Guillermo Santos, partner of the independent advisory firm iCapital, comments that, despite maintaining tax advantages, the SCR impose conditions regarding the investment, since “there is no room for financial assets since they would be taxed at the normal Corporate Tax. The increase in volume of the venture capital industry in Spain is due to this phenomenon“he emphasizes.
This trend towards launching family SCRs is taking place at a time when Alternative management has gained weight in investors’ portfolios as a way to de-correlate traditional assets, under the promise of obtaining greater profitability in exchange for the illiquidity that this type of vehicles requires and the assumption of more risk as well. The cost of this type of company, and of alternative funds in general, encourages firms to promote their incorporation, despite the fact that high-net-worth clients behind SCRs normally focus, above all, on the advantage fiscal.
Santos adds that in recent years many family groups have invested or are considering investing in this type of entities, with the taxation associated with these investments being an aspect to consider. “In particular, Of particular interest is the possibility of applying the benefits of the family business regime due to the indirect ownership of these investments.. But the SCR should not be considered a heritage entity because in that case it will not have tax benefits,” he points out.
Tax advantages
Cristina Mayo Rodríguez, partner in Financial Taxation at finReg360, explains that the doctrine of the General Directorate of Taxes recognizes that SCRs are investment companies suitable for applying the incentives of family businesseswhich means that they are assets that could benefit from the family business exemption provided for in the Wealth Tax and the Temporary Solidarity Tax on Large Fortunes, as well as a 95% reduction in the Inheritance and Donation Tax, on the part of the portfolio it affects, provided that a series of conditions are met.

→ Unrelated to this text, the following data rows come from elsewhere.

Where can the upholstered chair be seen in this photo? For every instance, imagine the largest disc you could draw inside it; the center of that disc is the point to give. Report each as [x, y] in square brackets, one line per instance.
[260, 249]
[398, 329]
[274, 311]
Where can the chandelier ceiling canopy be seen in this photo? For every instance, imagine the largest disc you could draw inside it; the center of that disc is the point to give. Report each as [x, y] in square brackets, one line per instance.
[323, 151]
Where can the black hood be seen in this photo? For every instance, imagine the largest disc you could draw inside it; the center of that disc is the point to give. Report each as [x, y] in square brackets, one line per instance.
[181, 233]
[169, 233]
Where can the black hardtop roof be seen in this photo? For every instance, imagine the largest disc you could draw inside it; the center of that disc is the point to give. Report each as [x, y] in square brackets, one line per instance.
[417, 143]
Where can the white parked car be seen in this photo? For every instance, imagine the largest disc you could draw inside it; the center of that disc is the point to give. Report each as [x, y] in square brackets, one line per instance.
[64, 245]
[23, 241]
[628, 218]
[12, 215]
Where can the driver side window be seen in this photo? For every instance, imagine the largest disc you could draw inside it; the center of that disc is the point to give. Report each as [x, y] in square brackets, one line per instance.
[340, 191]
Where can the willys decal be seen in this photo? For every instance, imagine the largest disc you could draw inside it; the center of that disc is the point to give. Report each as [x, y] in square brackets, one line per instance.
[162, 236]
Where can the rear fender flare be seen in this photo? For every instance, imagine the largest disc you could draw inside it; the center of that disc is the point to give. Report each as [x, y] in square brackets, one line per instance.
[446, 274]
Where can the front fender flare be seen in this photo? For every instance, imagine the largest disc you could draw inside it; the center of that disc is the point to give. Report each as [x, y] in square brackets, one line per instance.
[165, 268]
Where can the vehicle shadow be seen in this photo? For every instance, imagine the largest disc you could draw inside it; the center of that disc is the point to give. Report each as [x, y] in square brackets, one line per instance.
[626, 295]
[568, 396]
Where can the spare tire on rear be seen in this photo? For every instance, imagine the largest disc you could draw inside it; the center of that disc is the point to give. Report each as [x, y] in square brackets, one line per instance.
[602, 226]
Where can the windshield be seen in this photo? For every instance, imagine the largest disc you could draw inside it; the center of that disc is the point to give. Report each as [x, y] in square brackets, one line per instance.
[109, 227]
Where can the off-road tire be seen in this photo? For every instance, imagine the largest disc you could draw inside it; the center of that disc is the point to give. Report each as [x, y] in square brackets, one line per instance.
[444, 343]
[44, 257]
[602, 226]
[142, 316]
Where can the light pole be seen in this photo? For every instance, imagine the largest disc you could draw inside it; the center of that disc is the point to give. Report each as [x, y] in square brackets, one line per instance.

Specifically, over 60% of the assets, what is technically called, the mandatory investment coefficient. “These benefits would be directly applied and, for the remaining 40%, the rule requires that the SCR take positions of at least 5% of the voting rights and that material and human means be available to direct and manage participation,” explains the expert, who recalls that “there are certain controversial aspects in relation to the application of family business incentives for SCRs, such as who is responsible for the actual management of the company, whether it is necessary to comply with the additional requirements for 40 % of the asset, if all the investments are invested in accordance with the rules of the investment coefficient or what happens during the first years, where the regulations allow you a period of time to build the investment portfolio and comply with the rules of the aforementioned coefficient.
That is to say, many questions that have led some firms such as Creand WM to warn about the need to receive specialized advice before launching into the constitution of a venture capital company, since any aspect that may be considered by the regulator as technically questionable could result in you not being able to benefit from tax advantages in a possible review by the regulator.
Hence Jorge Ferrer, co-founder and partner of finReg360, points out that SCRs must be professionally managed by management companies authorized by the CNMV or be established as self-managed companieswhich “must meet requirements similar to managers in terms of human and technical resources for investment management,” he explains.
“What is critical when channeling the investments of a family group through an SCR is to guarantee compliance with these principles, ensuring active and professional management of the portfolio and not distorting this figure,” concludes Ferrer.
Santander, leader in SICAVs
Despite the reduction in the number of SICAVs in recent years to less than 500 companies, from the more than 3,000 there were, there are still entities that maintain a significant share in the management of variable capital investment companies.
It is the case of Santander, which remains the leader of management firms, with 120 companies of this type under its charge (with 3,657 million euros of total asset volume). It is followed by Bankinter, with 90 SICAVs (1,951 million) and Andbank, with 61 SICAVs (842 million).